In this talk, I will present three different pieces of work, unified by a common theme, that of memory.
The first involves the modelling of eyetracking data – specifically, we have analysed the visual movements of sample populations subjected to simultaneous visual and aural inputs. We looked for correlations between these two forms of sensory stimuli via the analysis of the probability distributions of saccades and fixations. As our sample populations involved literate as well as illiterate people, we were able to investigate the effect of literacy on cognitive processing. This was particularly manifest in the case of fixations, where it appears that literacy leads to the presence of a characteristic (attentional) time scale in the appropriate probability distribution.
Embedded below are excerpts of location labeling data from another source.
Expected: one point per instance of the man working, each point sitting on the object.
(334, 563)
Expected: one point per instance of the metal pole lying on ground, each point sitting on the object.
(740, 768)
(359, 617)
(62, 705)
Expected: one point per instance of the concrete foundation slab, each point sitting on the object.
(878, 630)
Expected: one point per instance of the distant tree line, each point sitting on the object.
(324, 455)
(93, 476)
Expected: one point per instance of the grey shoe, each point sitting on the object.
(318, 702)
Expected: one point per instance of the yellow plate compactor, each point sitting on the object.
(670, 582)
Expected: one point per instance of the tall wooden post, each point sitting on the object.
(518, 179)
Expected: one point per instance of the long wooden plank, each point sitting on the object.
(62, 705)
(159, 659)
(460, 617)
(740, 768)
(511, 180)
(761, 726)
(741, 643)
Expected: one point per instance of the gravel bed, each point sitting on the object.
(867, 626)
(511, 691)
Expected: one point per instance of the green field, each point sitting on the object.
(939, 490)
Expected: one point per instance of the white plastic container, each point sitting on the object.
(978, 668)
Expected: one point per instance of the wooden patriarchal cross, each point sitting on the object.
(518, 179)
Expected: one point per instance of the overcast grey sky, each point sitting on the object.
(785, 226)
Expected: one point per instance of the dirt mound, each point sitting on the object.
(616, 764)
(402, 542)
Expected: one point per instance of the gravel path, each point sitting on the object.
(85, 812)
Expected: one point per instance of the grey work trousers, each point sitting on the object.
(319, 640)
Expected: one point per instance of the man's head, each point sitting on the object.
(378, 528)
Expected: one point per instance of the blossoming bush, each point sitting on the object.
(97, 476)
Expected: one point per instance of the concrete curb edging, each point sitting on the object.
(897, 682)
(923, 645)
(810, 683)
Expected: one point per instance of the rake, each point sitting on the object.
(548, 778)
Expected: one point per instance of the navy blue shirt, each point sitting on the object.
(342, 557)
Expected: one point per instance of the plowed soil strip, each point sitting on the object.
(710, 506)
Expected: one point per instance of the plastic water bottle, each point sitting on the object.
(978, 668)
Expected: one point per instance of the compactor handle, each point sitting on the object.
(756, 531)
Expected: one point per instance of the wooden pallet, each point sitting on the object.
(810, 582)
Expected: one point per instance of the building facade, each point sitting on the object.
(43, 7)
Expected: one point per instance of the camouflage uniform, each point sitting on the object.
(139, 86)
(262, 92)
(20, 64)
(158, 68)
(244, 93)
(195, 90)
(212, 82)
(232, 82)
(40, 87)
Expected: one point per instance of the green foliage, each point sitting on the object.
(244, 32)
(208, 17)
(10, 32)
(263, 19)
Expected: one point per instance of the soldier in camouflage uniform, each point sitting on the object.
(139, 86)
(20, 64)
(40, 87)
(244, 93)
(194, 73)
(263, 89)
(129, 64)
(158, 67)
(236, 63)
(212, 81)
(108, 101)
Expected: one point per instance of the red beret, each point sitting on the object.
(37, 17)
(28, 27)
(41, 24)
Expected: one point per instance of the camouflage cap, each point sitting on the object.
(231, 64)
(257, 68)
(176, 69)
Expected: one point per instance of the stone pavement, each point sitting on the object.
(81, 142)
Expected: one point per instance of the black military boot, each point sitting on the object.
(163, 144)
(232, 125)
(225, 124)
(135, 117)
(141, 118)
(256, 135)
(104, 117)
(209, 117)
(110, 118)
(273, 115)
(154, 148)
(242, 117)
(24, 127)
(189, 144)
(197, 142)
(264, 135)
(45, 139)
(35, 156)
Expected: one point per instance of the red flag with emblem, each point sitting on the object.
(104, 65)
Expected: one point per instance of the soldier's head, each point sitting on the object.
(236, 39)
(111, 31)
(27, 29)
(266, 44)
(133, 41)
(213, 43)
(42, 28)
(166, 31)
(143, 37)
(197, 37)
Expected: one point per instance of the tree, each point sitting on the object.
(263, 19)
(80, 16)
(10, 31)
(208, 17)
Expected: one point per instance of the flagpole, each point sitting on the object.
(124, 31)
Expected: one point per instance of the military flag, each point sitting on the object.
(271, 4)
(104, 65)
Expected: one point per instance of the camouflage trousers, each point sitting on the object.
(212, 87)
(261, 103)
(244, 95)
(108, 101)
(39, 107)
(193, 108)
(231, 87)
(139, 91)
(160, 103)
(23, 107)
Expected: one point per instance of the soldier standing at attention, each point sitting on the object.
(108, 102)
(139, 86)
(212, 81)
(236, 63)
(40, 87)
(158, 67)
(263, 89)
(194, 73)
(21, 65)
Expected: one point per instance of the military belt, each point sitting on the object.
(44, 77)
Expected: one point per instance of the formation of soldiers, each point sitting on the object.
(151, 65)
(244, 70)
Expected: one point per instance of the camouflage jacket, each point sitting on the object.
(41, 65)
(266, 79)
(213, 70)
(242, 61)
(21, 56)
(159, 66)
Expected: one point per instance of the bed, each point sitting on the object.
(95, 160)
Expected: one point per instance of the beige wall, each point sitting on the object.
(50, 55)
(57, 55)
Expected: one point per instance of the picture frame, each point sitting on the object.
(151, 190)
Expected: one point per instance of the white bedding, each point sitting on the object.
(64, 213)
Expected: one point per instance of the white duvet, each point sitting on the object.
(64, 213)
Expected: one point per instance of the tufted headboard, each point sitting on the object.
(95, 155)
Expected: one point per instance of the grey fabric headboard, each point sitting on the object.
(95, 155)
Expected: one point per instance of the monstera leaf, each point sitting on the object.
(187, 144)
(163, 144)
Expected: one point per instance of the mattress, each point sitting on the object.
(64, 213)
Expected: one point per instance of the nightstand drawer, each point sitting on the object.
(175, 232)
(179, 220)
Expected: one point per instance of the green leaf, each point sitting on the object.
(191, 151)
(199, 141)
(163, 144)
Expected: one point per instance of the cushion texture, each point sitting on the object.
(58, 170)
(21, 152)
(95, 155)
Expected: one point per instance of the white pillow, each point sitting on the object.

On the other hand, scale-invariance is observed in the saccadic distributions, independent of the literacy level of the subjects. We suggest that these are characterised by Levy-like dynamics.
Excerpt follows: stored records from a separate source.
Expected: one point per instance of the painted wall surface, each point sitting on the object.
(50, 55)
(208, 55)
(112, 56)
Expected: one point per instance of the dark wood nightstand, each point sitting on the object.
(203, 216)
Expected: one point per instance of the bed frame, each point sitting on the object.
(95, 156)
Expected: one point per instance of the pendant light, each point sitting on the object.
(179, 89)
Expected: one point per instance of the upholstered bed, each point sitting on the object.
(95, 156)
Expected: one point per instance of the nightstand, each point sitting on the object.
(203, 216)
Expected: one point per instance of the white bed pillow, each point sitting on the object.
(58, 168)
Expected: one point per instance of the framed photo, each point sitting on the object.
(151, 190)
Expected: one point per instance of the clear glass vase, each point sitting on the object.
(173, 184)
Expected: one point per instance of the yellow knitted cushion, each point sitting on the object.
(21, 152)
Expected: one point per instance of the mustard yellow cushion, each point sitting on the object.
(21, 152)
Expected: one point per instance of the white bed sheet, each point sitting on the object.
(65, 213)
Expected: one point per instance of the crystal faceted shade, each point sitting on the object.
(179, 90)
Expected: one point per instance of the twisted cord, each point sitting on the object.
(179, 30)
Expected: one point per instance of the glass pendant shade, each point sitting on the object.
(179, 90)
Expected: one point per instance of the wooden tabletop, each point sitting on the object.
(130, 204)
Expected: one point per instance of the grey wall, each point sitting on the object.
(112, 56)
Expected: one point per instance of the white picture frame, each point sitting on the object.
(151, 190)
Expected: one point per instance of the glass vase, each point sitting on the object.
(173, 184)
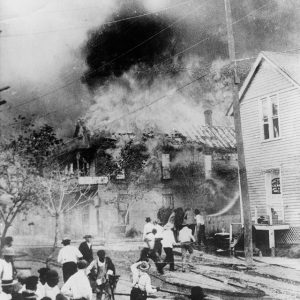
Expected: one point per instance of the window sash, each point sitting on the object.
(270, 117)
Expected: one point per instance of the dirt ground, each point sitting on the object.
(220, 277)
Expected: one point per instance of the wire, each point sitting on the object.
(123, 54)
(156, 100)
(107, 63)
(106, 23)
(251, 12)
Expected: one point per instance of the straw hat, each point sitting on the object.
(8, 251)
(87, 236)
(144, 266)
(13, 282)
(168, 226)
(65, 239)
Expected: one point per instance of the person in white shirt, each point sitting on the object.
(68, 257)
(168, 241)
(185, 238)
(7, 270)
(51, 289)
(200, 227)
(103, 271)
(158, 237)
(141, 285)
(147, 227)
(78, 285)
(149, 250)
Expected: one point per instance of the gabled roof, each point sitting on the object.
(213, 137)
(288, 64)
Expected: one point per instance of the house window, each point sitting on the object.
(166, 172)
(270, 120)
(168, 200)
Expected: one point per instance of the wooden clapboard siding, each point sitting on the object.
(283, 153)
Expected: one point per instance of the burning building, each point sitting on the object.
(193, 167)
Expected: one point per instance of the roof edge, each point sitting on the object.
(262, 56)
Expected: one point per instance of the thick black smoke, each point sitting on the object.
(109, 49)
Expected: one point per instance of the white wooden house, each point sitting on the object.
(270, 115)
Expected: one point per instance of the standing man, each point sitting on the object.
(104, 271)
(189, 219)
(158, 237)
(186, 238)
(86, 249)
(68, 257)
(168, 241)
(200, 227)
(51, 289)
(78, 285)
(149, 250)
(7, 270)
(141, 285)
(147, 227)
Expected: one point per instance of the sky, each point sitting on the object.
(43, 57)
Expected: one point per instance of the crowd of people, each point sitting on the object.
(84, 275)
(189, 231)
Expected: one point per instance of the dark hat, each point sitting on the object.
(31, 282)
(87, 236)
(101, 253)
(8, 251)
(66, 239)
(197, 293)
(52, 278)
(144, 266)
(8, 239)
(23, 274)
(43, 271)
(82, 264)
(52, 274)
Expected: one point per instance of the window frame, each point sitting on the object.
(270, 117)
(266, 171)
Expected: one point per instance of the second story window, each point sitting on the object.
(166, 171)
(270, 119)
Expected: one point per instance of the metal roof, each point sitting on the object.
(212, 137)
(289, 63)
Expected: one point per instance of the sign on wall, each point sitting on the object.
(93, 180)
(275, 185)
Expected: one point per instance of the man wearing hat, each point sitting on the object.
(197, 293)
(78, 285)
(30, 291)
(186, 238)
(168, 241)
(68, 257)
(148, 227)
(7, 270)
(141, 285)
(86, 249)
(103, 271)
(51, 289)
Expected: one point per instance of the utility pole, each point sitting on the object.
(1, 90)
(248, 247)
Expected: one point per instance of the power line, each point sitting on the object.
(125, 53)
(106, 23)
(156, 100)
(107, 63)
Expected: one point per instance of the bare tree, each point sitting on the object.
(18, 187)
(62, 194)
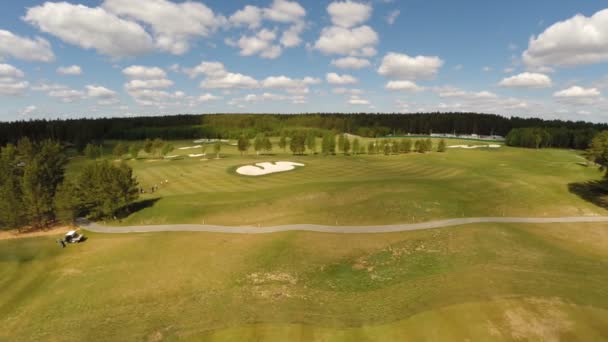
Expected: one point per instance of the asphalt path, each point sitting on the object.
(94, 227)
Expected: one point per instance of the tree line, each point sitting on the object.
(79, 132)
(301, 141)
(541, 137)
(35, 193)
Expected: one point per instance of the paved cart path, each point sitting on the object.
(334, 229)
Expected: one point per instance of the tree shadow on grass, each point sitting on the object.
(595, 192)
(136, 206)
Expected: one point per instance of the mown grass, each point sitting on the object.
(481, 282)
(364, 189)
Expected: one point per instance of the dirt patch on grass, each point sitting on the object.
(16, 234)
(545, 323)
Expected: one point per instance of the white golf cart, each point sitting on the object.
(73, 237)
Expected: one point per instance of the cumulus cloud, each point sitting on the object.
(401, 66)
(575, 41)
(208, 97)
(284, 11)
(15, 46)
(261, 44)
(358, 101)
(392, 17)
(349, 13)
(69, 70)
(351, 63)
(91, 28)
(10, 81)
(143, 72)
(333, 78)
(527, 80)
(577, 95)
(359, 41)
(403, 86)
(217, 77)
(250, 16)
(173, 24)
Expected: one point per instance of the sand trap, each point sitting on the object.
(260, 169)
(190, 147)
(468, 147)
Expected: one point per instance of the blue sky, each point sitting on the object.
(125, 57)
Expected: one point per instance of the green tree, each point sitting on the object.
(166, 149)
(341, 142)
(297, 143)
(120, 149)
(217, 148)
(104, 189)
(11, 205)
(243, 144)
(92, 151)
(134, 150)
(356, 146)
(258, 143)
(346, 147)
(41, 177)
(283, 141)
(311, 142)
(442, 146)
Another piece of work involves the role of synaptic metaplasticity to model the separate storage of long- and short-term memories in the human brain. We have presented and analysed two models of metaplastic synapses, whose main difference lies in the effect of a contrarian event on long-term memories. In one model, the effect is to build up an opposite memory of similar depth, while in the other, the effect is more short-term. Although the transient properties of the models reflect this difference, their asymptotic behaviour is robustly the same – power-law forgetting with the same universal exponent, is manifested.
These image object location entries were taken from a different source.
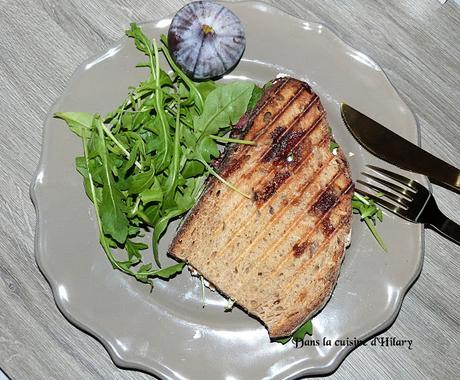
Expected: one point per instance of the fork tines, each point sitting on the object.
(401, 196)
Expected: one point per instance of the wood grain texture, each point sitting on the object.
(41, 44)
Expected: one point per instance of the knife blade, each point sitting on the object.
(396, 150)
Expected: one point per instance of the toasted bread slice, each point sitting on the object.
(277, 255)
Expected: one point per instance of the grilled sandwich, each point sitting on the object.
(278, 254)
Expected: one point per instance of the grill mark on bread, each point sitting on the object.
(295, 165)
(313, 100)
(305, 243)
(276, 214)
(325, 242)
(265, 194)
(274, 117)
(342, 223)
(280, 213)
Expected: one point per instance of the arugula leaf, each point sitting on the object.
(114, 221)
(257, 94)
(78, 122)
(299, 334)
(369, 213)
(145, 163)
(223, 107)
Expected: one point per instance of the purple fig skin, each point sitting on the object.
(206, 40)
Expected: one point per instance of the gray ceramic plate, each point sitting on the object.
(167, 332)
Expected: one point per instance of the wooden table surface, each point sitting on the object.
(42, 42)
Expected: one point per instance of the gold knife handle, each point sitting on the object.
(442, 224)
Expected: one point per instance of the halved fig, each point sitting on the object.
(206, 40)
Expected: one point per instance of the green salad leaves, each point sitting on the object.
(145, 163)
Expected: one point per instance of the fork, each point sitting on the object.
(411, 201)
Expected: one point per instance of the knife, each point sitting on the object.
(391, 147)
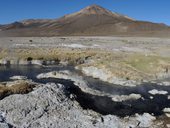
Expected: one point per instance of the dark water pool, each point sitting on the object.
(101, 104)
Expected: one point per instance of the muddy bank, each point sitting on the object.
(48, 106)
(62, 101)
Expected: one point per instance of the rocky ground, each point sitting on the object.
(48, 106)
(122, 58)
(124, 61)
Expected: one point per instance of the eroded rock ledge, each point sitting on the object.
(48, 106)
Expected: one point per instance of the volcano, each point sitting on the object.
(93, 20)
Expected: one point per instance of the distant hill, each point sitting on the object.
(90, 21)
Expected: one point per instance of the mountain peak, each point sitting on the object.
(95, 9)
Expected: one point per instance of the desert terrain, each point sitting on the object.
(136, 69)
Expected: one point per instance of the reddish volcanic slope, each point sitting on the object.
(92, 20)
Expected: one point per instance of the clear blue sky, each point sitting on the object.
(149, 10)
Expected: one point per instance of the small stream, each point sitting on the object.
(100, 104)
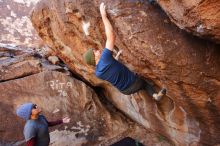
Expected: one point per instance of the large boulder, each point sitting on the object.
(154, 48)
(200, 17)
(26, 76)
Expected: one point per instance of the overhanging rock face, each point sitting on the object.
(154, 48)
(200, 17)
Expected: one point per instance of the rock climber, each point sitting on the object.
(110, 69)
(36, 131)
A third research area involves that of game-theoretic formulations of synaptic plasticity. The main motivation for this work is that competitive dynamics are thought to occur in many processes of learning involving synapses. We have shown that the competition between synapses in their weak and strong states gives rise to a natural framework of learning, with the prediction of memory inherent in a timescale for forgetting a learned signal. Among our main results is the prediction that memory is optimized if the weak synapses are really weak, and the strong synapses are really strong. We have also studied the dynamic responses of the effective system to various signal types, particularly with reference to an existing empirical motor adaptation model. The dependence of the system-level behaviour on the synaptic parameters and the signal strength has been analysed with a view to optimal performance, and illustrates the functional role of multiple timescales.